Interfaccia di chat di Crystal, l’assistente AI di BoarDesign

Boardesign, 25/06/2026

Utilizzare l’intelligenza artificiale, soprattutto con i modelli di frontiera, significa oggi mandare i propri dati su un server che può stare dall’altra parte del mondo senza poter realmente verificare la privacy dei propri dati. Per molti utilizzi va benissimo ma se lavorate, come noi e come molti nostri clienti, con schemi elettrici, datasheet riservati, specifiche di prodotto, codici sorgente, allora quella frase apparentemente innocua – “carica il documento e fai una domanda” – nasconde un problema enorme: quei documenti, in quel preciso istante, escono dalla vostra rete e finiscono nell’infrastruttura di qualcun altro.

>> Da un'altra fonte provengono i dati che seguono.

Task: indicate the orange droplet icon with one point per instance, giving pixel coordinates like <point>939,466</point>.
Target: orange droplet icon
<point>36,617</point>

Ma per utilizzare l’AI non c’è solo quel modo, noi abbiamo scelto un’altra strada. Crystal, l’assistente AI integrato nel nostro portale, funziona in locale: il modello vive su una macchina che controllate voi – un PC o un server in azienda – e i dati non la lasciano mai. Niente cloud, niente terze parti, niente abbonamenti a consumo. In questo articolo voglio raccontarvi i vantaggi concreti di questo approccio, ma anche – perché sarebbe disonesto tacerli – i vincoli che comporta e come li affrontiamo con quello che è a tutti gli effetti un lavoro di ingegneria: il prompt engineering.

Un’AI che gira (davvero) a casa vostra

Sotto il cofano, Crystal usa Gemma 4 di Google, nella variante compatta da circa 4 miliardi di parametri (4B), eseguita tramite Ollama, un runtime che permette di far girare modelli linguistici direttamente su hardware locale. Niente data center: Crystal può funzionare su una macchina con sole CPU, senza costose schede grafiche o altre GPU dedicate.

Questo cambia tutto e i vantaggi sono concreti:

  • Privacy totale. Documenti e conversazioni non escono mai dalla macchina. Per chi ha vincoli di riservatezza – proprietà intellettuale, segreto industriale – o deve rispettare normative come il GDPR e la direttiva NIS2, è la differenza tra poter usare l’AI e non poterla usare affatto.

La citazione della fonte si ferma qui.